Paradigm Initiative, the developers of the platform, highlight how digital rights violations have been increasing in Africa in recent years. They strive to help underserved young Africans access digital opportunities and protect their digital rights, and they reveal that they have observed a considerable spike in reports of violations, such that they are now struggling to cope with the demand from people across the continent.
“Every average citizen is a potential victim but activists, human rights defenders, and journalists are more likely to be victims," they explain.
These breaches of the digital rights of citizens include cyberbullying, illegal access to private information, surveillance of online activities, and even the shutdown of the internet itself, as was the case in Uganda in the run-up to elections in the country at the start of 2021.
The developers of the platform cite a wide range of violations, including similar shutdowns to those that occurred in Uganda in Nigeria, Burundi, Cameroon, Tanzania, and Ethiopia.
They argue that such shutdowns are commonly used by governments to pursue undemocratic and unconstitutional power grabs. The moves by governments occur even in the midst of not only United Nations resolutions on the promotion and protection of human rights, but resolutions by the African Commission on freedom of both information and expression that the team believes should apply just as much online as they do offline.
The violations have become even more prominent during the Covid pandemic as more of our lives have migrated online. What’s more, the team suggests that there may have been digital rights violations administered via contact tracing apps used during the pandemic, while online violence has also increased against women.
Users of the platform will be able to report violations and begin the process of gaining redress for them. The developers also hope that by providing a central place for the reporting of rights violations, it will raise awareness of the challenges faced across Africa and the propensity of digital rights violations. By pooling together a verifiable body of evidence about the breadth and depth of violations, it will hopefully aid significant improvements in the field by the various partners of the project.

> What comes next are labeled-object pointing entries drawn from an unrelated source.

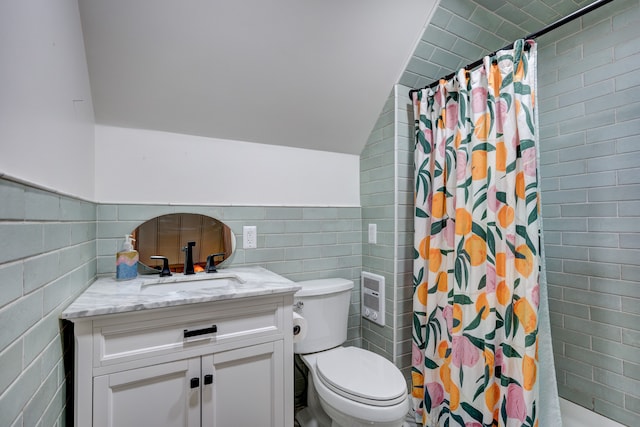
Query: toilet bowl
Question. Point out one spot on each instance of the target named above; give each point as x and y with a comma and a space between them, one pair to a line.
346, 386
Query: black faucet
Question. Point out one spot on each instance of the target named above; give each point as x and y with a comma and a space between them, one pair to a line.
211, 264
165, 265
188, 258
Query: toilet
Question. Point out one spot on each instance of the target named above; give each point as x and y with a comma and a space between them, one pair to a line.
346, 386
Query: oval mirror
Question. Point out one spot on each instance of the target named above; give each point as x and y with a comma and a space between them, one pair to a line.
166, 235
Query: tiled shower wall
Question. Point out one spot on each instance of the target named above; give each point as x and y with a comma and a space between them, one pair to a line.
377, 197
47, 257
386, 193
589, 76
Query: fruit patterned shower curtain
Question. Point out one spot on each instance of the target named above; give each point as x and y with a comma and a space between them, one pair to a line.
476, 266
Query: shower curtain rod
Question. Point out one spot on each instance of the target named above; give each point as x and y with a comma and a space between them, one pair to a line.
560, 22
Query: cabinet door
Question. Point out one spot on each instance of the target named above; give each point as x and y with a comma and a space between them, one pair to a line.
158, 395
247, 389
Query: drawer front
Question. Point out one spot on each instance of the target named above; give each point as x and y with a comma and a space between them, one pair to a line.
165, 331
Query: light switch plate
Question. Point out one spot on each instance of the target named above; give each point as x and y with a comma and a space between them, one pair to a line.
373, 233
249, 237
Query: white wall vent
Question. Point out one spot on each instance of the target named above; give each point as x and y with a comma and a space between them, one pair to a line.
372, 298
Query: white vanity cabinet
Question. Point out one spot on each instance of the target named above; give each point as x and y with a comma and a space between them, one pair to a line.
214, 364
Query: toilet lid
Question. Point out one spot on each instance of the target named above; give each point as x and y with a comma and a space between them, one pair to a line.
362, 376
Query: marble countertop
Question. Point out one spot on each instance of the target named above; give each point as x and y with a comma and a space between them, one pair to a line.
108, 296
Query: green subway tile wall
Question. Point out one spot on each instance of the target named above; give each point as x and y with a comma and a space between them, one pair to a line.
589, 115
47, 257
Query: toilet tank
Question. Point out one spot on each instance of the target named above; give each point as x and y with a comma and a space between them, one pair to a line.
324, 304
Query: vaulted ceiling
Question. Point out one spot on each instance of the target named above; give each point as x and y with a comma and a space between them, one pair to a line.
299, 73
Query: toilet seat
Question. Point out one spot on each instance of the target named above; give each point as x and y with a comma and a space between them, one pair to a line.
361, 376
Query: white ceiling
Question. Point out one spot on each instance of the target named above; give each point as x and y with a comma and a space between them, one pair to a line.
302, 73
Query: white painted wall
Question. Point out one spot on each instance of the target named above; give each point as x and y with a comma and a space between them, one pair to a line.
46, 112
143, 166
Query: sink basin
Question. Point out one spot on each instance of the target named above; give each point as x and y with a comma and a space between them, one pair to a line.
180, 282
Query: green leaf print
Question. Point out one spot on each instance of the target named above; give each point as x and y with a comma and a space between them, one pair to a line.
509, 351
473, 413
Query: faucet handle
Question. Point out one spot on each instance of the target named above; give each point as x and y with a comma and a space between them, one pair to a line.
165, 265
211, 264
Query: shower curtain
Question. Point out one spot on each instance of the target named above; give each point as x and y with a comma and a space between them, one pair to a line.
477, 247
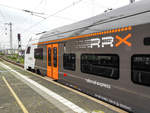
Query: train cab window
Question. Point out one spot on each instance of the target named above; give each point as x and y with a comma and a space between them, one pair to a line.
55, 56
104, 65
38, 53
49, 57
69, 61
28, 50
140, 69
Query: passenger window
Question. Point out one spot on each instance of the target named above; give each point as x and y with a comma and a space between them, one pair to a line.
49, 57
28, 50
55, 56
69, 61
147, 41
140, 69
38, 53
104, 65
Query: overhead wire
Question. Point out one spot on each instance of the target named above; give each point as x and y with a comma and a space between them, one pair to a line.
59, 11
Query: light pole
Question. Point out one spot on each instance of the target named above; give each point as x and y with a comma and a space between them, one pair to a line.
10, 25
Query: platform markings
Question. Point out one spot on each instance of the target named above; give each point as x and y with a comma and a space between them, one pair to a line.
15, 96
40, 89
80, 93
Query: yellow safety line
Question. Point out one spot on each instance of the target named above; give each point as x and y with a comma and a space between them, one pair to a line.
15, 96
80, 93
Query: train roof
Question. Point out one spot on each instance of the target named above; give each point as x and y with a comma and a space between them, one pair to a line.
130, 10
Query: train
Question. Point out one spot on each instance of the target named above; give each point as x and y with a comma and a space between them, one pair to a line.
106, 56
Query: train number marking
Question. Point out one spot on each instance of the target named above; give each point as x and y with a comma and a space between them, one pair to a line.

One of these partners is Mirror Ethics East Africa, which believes that the platform will act as a useful buffer against cybercrimes, which they believe are on the rise across Africa. They argue that not only is cybercrime increasing in regularity but also has a complexity that is unique to the continent. It’s a problem that is believed to cost Africa over $4 billion every year. With that said, improving matters is far from straightforward, not least as in many countries reporting regular crimes is fruitless enough, much less cybercrime.
Much of the information that is harvested illegally ends up on the dark web, with far-reaching consequences for the victims, be they financial or otherwise. The Ripoti platform aims to help provide those people with a route to report the crimes and try to get redress for them. Time will tell whether it succeeds or not, but it’s certainly positive that they are trying.